Massive Open Online Courses (MOOCs)

  • Process Mining in Healthcare (FutureLearn): Within healthcare there are thousands of complex and variable processes that generate data including treatment of patients, lab results and internal logistic processes. Analysing this data is vital for improving these processes and ending bottlenecks. On this course you will explore how process mining can help turn this data into valuable insights by looking at different areas of process mining and seeing how it has been applied. You will even get the chance to apply process mining on real life healthcare data.

Datasets

  • Sepsis Cases. Mannhardt, F. (Felix) (2016) Sepsis Cases – Event Log. Eindhoven University of Technology. Dataset. https://doi.org/10.4121/uuid:915d2bfb-7e84-49ad-a286-dc35f063a460 This real-life event log contains events of sepsis cases from a hospital. Sepsis is a life threatening condition typically caused by an infection. One case represents the pathway through the hospital. The events were recorded by the ERP (Enterprise Resource Planning) system of the hospital. There are about 1000 cases with in total 15,000 events that were recorded for 16 different activities. Moreover, 39 data attributes are recorded, e.g., the group responsible for the activity, the results of tests and information from checklists. Events and attribute values have been anonymized. The time stamps of events have been randomized, but the time between events within a trace has not been altered.

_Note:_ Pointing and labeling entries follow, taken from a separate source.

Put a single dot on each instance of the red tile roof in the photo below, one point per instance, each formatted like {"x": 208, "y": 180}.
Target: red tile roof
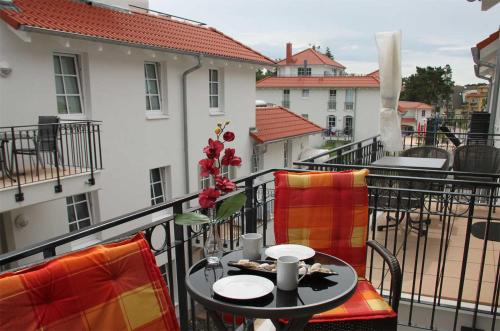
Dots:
{"x": 324, "y": 81}
{"x": 492, "y": 37}
{"x": 275, "y": 123}
{"x": 407, "y": 105}
{"x": 313, "y": 57}
{"x": 79, "y": 19}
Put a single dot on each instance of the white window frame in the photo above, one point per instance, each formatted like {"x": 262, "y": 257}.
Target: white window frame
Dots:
{"x": 220, "y": 86}
{"x": 158, "y": 79}
{"x": 305, "y": 71}
{"x": 73, "y": 204}
{"x": 76, "y": 63}
{"x": 152, "y": 183}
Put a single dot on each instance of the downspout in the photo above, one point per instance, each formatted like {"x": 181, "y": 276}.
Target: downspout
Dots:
{"x": 184, "y": 119}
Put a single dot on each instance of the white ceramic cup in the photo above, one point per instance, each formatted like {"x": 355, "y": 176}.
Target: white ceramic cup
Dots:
{"x": 287, "y": 269}
{"x": 251, "y": 245}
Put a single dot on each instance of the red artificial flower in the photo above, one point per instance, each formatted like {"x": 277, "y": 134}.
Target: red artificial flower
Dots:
{"x": 207, "y": 197}
{"x": 213, "y": 149}
{"x": 228, "y": 136}
{"x": 208, "y": 168}
{"x": 230, "y": 159}
{"x": 224, "y": 184}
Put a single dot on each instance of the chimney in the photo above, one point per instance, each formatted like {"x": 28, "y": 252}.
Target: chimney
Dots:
{"x": 289, "y": 53}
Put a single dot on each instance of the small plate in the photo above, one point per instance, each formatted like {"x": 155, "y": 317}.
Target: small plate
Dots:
{"x": 243, "y": 287}
{"x": 299, "y": 251}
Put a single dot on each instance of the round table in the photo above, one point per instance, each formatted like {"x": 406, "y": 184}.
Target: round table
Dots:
{"x": 313, "y": 295}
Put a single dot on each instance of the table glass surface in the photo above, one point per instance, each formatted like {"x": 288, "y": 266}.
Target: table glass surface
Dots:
{"x": 410, "y": 162}
{"x": 310, "y": 291}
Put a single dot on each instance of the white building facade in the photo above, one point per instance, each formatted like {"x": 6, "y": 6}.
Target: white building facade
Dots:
{"x": 142, "y": 129}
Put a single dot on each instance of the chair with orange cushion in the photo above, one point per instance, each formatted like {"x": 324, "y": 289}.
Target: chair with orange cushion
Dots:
{"x": 106, "y": 287}
{"x": 328, "y": 211}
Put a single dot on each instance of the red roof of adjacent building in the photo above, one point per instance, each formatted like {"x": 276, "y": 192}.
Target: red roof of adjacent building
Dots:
{"x": 275, "y": 123}
{"x": 407, "y": 105}
{"x": 79, "y": 19}
{"x": 312, "y": 57}
{"x": 323, "y": 81}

  • Hospital Billing. Mannhardt, F. (Felix) (2017) Hospital Billing – Event Log. Eindhoven University of Technology. Dataset. https://doi.org/10.4121/uuid:76c46b83-c930-4798-a1c9-4be94dfeb741 The ‘Hospital Billing’ event log was obtained from the financial modules of the ERP system of a regional hospital. The event log contains events that are related to the billing of medical services that have been provided by the hospital. Each trace of the event log records the activities executed to bill a package of medical services that were bundled together. The event log does not contain information about the actual medical services provided by the hospital. The 100,000 traces in the event log are a random sample of process instances that were recorded over three years. Several attributes such as the ‘state’ of the process, the ‘caseType’, the underlying ‘diagnosis’ etc. are included in the event log. Events and attribute values have been anonymized. The time stamps of events have been randomized for this purpose, but the time between events within a trace has not been altered.

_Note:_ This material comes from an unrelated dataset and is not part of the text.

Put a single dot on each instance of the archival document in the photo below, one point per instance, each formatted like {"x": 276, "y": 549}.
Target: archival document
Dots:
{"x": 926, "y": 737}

  • BPIC 2011 Hospital Log van Dongen, B.F. (2012) BPI Challenge 2012. Eindhoven University of Technology. Dataset. https://doi.org/10.4121/uuid:3926db30-f712-4394-aebc-75976070e91f We have prepared a real-life log, taken from a Dutch Academic Hospital. This log contains some 150.000 events in over 1100 cases. Apart from some anonymization, the log contains all data as it came from the Hospital’s systems. Each case is a patient of a Gynaecology department. The log contains information about when certain activities took place, which group performed the activity and so on. Many attributes have been recorded that are relevant to the process. Some attributes are repeated more than once for a patient, indicating that this patient went through different (maybe overlapping) phases, where a phase consists of the combination Diagnosis & Treatment.

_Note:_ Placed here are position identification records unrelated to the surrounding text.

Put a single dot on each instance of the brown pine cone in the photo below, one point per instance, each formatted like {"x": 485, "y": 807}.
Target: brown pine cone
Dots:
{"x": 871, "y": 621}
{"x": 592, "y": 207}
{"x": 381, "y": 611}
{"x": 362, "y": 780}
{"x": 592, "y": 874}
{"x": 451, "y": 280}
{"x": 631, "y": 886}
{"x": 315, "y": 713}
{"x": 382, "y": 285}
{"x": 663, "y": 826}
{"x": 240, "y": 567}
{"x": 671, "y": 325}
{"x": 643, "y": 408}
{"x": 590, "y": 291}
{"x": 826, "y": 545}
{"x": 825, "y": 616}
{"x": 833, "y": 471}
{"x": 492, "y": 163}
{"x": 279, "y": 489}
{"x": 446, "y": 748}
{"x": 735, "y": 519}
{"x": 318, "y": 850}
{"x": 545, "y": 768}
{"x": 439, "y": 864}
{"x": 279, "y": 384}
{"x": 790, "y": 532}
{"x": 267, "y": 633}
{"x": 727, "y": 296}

  • MIMIC. MIMIC-III, a freely accessible critical care database. Johnson AEW, Pollard TJ, Shen L, Lehman L, Feng M, Ghassemi M, Moody B, Szolovits P, Celi LA, and Mark RG. Scientific Data (2016). DOI: 10.1038/sdata.2016.35.  MIMIC-III (‘Medical Information Mart for Intensive Care’) is a large, single-center database comprising information relating to patients admitted to critical care units at a large tertiary care hospital. Data includes vital signs, medications, laboratory measurements, observations and notes charted by care providers, fluid balance, procedure codes, diagnostic codes, imaging reports, hospital length of stay, survival data, and more. The database supports applications including academic and industrial research, quality improvement initiatives, and higher education coursework.